Bennet’s Bipartisan Bills to Help Coloradans Save for Retirement Pass Out of Committee

The Enhancing American Retirement Now (EARN) Act Includes Five of Bennet’s Bills

Watch Bennet’s Remarks During the Finance Committee’s Hearing Today HERE

Washington, D.C. – Today, Colorado U.S. Senator Michael Bennet, a member of the U.S. Senate Committee on Finance, welcomed the Finance Committee’s passage of the Enhancing American Retirement Now (EARN) Act, which includes several of his bipartisan bills to help Coloradans save for a secure retirement. 

“For the past fifty years, our country has had an economy that has worked really well for the wealthiest Americans, but not for anyone else,” said Bennet. “Many families are struggling to make ends meet, especially amid rising prices, let alone plan for the future. The EARN Act is an important step forward to help families save and ensure they can retire with dignity. We must continue this work to build an economy that works for everyone, not just those at the very top.” 

Among the lowest-income 20% of Americans, just one in ten have a retirement account. The EARN Act will help more low- and middle-income families save and prepare for the future. Bennet-led provisions that passed as a part of the EARN Act today include:

  • The bipartisan Enhancing Emergency and Retirement Savings Act, legislation Bennet introduced with U.S. Senator James Lankford (R-Okla.) to provide a penalty-free “emergency withdrawal” option of up to $1,000 from employer-sponsored retirement accounts and Individual Retirement Accounts (IRAs). The bill will help families cope with an unexpected expense such as a car breakdown or medical bill, and make low-income workers more confident participating in retirement plans.
  • The bipartisan State and Local Corrections Officer Retirement Fairness Act, legislation Bennet introduced with U.S. Senator Pat Toomey (R-Pa.) to extend an exclusion from early retirement withdrawal penalties starting at age 50 to state and local corrections officers, who were inadvertently left out of provisions for similar law-enforcement officers passed in 2015.
  • The bipartisan Protecting Public Safety Employees' Timely Retirement Act, legislation Bennet introduced with Toomey to allow public safety officers, such as firefighters and police officers, to access their retirement savings penalty-free upon reaching their eligible retirement age. Current law allows eligible public safety officers to retire at age 50 or after completing 25 years of service — whichever is earlier. However, officers who retire prior to reaching age 50 with 25 years of service face a penalty for accessing their retirement funds until the age of 59 ½. This bipartisan bill would end this penalty for officers who are legally eligible to retire. 
  • The Military Spouses Retirement Security Act, legislation Bennet introduced with U.S. Senator Susan Collins (R-Maine) to help spouses of active-duty service members save for retirement by expanding access to employer-sponsored retirement plans.
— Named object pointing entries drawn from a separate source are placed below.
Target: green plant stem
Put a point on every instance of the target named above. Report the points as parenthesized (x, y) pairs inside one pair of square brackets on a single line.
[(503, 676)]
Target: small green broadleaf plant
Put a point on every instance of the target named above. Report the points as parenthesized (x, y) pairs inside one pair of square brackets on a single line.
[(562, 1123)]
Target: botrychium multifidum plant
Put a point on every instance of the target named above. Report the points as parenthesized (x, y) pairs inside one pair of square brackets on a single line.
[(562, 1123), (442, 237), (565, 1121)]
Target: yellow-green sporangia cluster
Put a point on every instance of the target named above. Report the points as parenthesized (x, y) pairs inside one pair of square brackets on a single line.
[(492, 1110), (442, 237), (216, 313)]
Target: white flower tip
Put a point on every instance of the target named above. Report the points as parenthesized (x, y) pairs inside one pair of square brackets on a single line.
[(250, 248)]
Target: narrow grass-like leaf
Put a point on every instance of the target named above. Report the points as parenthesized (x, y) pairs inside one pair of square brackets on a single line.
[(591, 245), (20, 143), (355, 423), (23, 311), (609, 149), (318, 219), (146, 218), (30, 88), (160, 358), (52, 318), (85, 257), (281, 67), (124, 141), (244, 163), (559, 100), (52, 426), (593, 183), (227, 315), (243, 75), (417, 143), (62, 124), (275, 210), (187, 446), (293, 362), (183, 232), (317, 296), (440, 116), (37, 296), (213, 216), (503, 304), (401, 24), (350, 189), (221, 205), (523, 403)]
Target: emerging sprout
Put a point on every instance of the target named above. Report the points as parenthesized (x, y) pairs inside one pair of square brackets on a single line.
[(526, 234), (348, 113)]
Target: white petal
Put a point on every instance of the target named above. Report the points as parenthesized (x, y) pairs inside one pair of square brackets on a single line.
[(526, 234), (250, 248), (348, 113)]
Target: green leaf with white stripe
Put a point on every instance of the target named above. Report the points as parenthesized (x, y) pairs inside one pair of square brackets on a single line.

It would make small employers eligible for a tax credit of up to $500 per year per military spouse if they make the spouse eligible for retirement plan participation within two months of hire. 
  • The Compassionate Retirement Act, legislation Bennet introduced with U.S. Senator Richard Burr (R-N.C.) to provide financial stability and needed resources to Americans battling terminal illnesses, by allowing them to access the retirement savings they have accrued without incurring the typical 10 percent penalty if withdrawing before the age of 59 ½.